Kyriakides M A, Sawyer R T, Allen S L, Simpson M G
Neuropharm Ltd., Hendy, Dyfed, U.K.
Toxicol Lett. 1990 Oct;53(3):285-95. doi: 10.1016/0378-4274(90)90233-c.
The effects of triethyltin (TET) have been examined using intracellular electrophysiological recording techniques from identified neurons of the leech (Hirudo medicinalis) CNS and from salivary glands of the giant Amazon leech (Haementeria ghilianii). TET, at concentrations as low as 10(-5) M, caused a reversible neuronal membrane depolarisation accompanied by an increase in firing frequency of action potentials (which could lead to conduction block at 10(-4) M) and a concomitant decrease in membrane resistance. TET-induced membrane depolarisation still occurred in saline where Na+, K+ and Ca2+ had been replaced by choline. TET decreased the rate of the depolarising and repolarising phases of the action potential. This also occurred in Haementeria salivary gland cells, in which the only inward cation channel is a calcium channel. The calcium channel blocker, manganese, did not block the effects of TET. TET counteracted the effects on the action potential of the potassium channel blocker, tetraethylammonium chloride (TEA). TET-induced neurotoxicity occurred independently of any resultant toxic effects on the myelin sheath. The action of TET is consistent with our view that it causes an increase of intracellular free Ca2+ probably via release from intracellular stores and inhibition of Ca2+ reuptake. A resulting inhibition of the Na+/K+ and Ca2+ pumps may also occur.

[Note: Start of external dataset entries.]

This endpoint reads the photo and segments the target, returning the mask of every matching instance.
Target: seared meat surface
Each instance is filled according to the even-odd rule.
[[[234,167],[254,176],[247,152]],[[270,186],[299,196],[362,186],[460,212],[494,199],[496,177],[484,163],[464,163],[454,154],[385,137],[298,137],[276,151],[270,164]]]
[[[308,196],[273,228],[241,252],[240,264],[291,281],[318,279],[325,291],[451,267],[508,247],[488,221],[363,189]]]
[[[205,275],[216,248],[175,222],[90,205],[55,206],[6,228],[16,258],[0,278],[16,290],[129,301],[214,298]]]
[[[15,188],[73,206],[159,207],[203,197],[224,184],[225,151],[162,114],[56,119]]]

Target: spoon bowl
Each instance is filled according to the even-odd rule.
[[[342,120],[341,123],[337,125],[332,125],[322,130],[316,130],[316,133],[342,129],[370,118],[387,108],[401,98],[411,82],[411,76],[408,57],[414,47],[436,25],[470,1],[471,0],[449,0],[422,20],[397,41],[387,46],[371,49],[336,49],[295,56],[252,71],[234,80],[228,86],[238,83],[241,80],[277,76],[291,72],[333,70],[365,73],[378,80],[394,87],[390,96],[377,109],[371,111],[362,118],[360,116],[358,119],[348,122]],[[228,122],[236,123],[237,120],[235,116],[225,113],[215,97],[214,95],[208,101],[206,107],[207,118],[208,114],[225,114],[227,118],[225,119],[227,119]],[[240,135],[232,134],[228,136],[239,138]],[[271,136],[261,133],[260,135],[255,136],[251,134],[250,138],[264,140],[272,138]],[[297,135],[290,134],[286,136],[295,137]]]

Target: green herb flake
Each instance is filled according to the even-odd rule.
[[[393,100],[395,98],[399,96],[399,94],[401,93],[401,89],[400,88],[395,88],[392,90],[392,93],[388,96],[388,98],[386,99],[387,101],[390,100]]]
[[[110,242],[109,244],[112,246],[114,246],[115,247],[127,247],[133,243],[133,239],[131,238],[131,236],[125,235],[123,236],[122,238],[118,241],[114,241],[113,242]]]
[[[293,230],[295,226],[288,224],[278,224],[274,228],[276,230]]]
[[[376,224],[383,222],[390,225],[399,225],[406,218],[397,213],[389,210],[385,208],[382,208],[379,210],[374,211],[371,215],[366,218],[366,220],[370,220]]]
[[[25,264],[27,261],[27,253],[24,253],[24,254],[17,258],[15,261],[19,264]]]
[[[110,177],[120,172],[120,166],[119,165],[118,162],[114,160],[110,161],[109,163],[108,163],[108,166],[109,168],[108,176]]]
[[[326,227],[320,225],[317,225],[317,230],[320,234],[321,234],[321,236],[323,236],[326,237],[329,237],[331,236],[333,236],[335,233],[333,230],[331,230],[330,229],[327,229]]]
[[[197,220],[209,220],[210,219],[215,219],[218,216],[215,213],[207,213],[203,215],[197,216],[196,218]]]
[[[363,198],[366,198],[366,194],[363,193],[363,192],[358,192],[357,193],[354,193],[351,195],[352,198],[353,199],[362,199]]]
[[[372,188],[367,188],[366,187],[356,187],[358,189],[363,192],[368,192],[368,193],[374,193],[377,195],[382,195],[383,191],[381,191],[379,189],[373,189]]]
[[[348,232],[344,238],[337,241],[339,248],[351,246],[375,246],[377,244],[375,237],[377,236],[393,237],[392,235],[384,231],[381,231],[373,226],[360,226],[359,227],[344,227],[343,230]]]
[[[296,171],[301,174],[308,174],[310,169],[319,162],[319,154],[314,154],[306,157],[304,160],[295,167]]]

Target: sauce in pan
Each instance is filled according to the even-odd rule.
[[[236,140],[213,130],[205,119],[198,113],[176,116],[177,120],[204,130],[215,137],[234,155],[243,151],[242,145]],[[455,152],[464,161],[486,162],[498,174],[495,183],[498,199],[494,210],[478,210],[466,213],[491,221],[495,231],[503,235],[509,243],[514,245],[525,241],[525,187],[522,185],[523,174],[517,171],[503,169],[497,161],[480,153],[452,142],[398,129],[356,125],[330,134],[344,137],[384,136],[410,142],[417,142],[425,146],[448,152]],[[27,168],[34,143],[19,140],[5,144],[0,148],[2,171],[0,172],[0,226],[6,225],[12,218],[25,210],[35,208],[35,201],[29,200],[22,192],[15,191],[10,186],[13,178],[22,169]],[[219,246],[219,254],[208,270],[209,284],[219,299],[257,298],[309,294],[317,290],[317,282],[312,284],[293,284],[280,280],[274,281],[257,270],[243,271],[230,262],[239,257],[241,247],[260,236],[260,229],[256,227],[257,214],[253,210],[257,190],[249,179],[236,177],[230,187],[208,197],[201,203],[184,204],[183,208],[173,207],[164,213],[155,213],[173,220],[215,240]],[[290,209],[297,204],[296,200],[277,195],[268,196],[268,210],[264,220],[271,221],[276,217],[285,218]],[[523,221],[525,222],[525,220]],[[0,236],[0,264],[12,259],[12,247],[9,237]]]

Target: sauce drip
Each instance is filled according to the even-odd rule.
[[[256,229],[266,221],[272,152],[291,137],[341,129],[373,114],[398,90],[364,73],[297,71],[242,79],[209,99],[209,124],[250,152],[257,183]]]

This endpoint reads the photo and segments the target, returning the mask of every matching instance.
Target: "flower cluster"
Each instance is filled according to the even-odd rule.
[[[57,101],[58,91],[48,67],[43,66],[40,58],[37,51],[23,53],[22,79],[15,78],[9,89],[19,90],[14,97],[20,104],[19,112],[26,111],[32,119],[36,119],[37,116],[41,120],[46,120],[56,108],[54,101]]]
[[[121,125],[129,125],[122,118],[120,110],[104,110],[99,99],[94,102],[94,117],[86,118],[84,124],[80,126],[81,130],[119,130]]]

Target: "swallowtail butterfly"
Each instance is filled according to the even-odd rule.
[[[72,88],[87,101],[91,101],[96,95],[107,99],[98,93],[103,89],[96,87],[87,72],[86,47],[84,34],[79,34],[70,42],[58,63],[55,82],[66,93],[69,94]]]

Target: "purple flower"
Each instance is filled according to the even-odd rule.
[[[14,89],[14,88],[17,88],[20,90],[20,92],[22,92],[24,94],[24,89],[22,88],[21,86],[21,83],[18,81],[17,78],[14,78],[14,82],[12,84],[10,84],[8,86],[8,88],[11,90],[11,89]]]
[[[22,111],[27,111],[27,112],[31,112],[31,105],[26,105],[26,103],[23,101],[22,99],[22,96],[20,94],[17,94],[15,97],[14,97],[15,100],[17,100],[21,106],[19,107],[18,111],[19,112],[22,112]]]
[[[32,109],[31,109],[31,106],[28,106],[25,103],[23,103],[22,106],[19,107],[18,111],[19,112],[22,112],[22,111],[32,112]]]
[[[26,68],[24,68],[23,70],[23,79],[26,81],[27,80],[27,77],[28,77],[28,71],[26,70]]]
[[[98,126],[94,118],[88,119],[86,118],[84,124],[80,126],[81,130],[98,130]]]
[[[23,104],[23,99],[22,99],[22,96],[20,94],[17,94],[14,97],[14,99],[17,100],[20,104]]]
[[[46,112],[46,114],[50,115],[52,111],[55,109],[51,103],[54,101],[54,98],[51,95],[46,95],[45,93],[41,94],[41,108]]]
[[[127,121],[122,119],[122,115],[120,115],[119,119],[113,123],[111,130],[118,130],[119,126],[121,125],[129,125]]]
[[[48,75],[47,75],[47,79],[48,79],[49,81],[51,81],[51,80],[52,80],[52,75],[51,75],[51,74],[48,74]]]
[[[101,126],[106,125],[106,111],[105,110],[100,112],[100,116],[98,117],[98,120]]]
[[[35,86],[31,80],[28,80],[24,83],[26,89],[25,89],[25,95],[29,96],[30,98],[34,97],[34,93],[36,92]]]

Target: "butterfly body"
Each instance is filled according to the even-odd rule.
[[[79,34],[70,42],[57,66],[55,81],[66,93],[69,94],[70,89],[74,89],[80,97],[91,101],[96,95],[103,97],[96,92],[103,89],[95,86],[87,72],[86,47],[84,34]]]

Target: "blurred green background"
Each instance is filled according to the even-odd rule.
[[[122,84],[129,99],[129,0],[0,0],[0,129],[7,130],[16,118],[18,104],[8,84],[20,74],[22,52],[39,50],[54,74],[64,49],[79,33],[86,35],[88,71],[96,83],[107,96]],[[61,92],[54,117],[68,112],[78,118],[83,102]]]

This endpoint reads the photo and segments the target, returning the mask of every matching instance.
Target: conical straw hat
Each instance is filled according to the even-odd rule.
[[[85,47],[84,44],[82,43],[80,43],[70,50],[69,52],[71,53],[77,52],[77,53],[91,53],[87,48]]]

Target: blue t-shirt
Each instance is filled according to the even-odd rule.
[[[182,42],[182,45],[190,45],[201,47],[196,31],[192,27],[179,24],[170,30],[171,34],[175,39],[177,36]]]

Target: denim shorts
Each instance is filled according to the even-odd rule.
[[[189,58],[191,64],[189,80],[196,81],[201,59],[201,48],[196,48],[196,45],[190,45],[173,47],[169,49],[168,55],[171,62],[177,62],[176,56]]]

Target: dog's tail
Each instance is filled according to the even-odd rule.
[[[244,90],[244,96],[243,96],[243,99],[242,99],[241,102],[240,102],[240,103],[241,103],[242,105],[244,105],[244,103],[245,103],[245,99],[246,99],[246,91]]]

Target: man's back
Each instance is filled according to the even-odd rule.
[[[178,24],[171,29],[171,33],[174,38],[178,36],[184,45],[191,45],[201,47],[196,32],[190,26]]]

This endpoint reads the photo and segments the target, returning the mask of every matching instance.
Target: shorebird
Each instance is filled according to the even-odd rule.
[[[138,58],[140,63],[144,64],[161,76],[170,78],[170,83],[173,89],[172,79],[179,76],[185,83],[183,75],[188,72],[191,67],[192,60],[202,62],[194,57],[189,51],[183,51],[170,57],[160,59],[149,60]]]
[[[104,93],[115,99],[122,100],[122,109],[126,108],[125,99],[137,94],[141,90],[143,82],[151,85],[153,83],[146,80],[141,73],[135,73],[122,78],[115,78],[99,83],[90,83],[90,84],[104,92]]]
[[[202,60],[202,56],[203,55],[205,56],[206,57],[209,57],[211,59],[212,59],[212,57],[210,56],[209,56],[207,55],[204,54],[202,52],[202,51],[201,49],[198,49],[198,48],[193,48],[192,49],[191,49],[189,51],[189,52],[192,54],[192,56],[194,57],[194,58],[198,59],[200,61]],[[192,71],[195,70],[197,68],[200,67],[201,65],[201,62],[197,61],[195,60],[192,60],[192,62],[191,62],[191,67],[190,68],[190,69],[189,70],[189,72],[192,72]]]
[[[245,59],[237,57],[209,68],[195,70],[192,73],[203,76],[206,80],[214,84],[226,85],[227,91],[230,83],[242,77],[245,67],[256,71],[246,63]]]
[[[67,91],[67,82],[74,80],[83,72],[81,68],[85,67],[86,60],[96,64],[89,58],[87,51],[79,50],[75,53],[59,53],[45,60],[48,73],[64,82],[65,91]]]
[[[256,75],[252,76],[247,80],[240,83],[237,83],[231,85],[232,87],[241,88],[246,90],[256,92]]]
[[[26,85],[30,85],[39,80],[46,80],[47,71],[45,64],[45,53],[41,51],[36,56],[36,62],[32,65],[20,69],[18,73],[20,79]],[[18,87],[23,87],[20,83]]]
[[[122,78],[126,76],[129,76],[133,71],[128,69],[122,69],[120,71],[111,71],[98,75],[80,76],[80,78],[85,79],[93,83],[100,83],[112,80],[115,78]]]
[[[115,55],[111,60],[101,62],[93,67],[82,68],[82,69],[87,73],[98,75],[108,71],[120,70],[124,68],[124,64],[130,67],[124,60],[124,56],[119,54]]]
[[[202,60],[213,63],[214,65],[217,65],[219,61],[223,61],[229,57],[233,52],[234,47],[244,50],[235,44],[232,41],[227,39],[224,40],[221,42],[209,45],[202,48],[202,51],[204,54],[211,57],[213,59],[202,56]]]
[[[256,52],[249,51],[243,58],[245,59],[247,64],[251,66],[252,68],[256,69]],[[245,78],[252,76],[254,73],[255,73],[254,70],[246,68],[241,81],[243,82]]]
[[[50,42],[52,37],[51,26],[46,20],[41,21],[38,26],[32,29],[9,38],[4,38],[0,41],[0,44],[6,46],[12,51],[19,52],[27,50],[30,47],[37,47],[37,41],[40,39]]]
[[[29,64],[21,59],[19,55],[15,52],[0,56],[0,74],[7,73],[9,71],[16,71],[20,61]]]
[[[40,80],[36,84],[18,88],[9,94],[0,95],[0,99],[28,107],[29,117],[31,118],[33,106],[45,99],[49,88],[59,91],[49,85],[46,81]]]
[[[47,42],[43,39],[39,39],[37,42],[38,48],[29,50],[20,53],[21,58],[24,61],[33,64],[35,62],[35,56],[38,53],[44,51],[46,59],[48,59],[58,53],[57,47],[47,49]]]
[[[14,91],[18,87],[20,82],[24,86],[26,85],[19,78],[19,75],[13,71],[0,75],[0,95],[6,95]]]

已使用细胞内电生理记录技术,对来自水蛭(医用水蛭)中枢神经系统的特定神经元以及巨型亚马逊水蛭(盖氏巨蛭)唾液腺的三乙锡(TET)效应进行了研究。低至10⁻⁵ M浓度的TET,可引起可逆的神经元膜去极化,同时伴有动作电位发放频率增加(在10⁻⁴ M时可导致传导阻滞)以及膜电阻随之降低。在Na⁺、K⁺和Ca²⁺被胆碱取代的盐溶液中,TET诱导的膜去极化仍会发生。TET降低了动作电位去极化和复极化阶段的速率。这在盖氏巨蛭唾液腺细胞中也会发生,其中唯一的内向阳离子通道是钙通道。钙通道阻滞剂锰并不能阻断TET的作用。TET抵消了钾通道阻滞剂氯化四乙铵(TEA)对动作电位的影响。TET诱导的神经毒性独立于对髓鞘的任何由此产生的毒性作用而发生。TET的作用与我们的观点一致,即它可能通过从细胞内储存库释放Ca²⁺并抑制Ca²⁺再摄取,从而导致细胞内游离Ca²⁺增加。还可能由此抑制Na⁺/K⁺泵和Ca²⁺泵。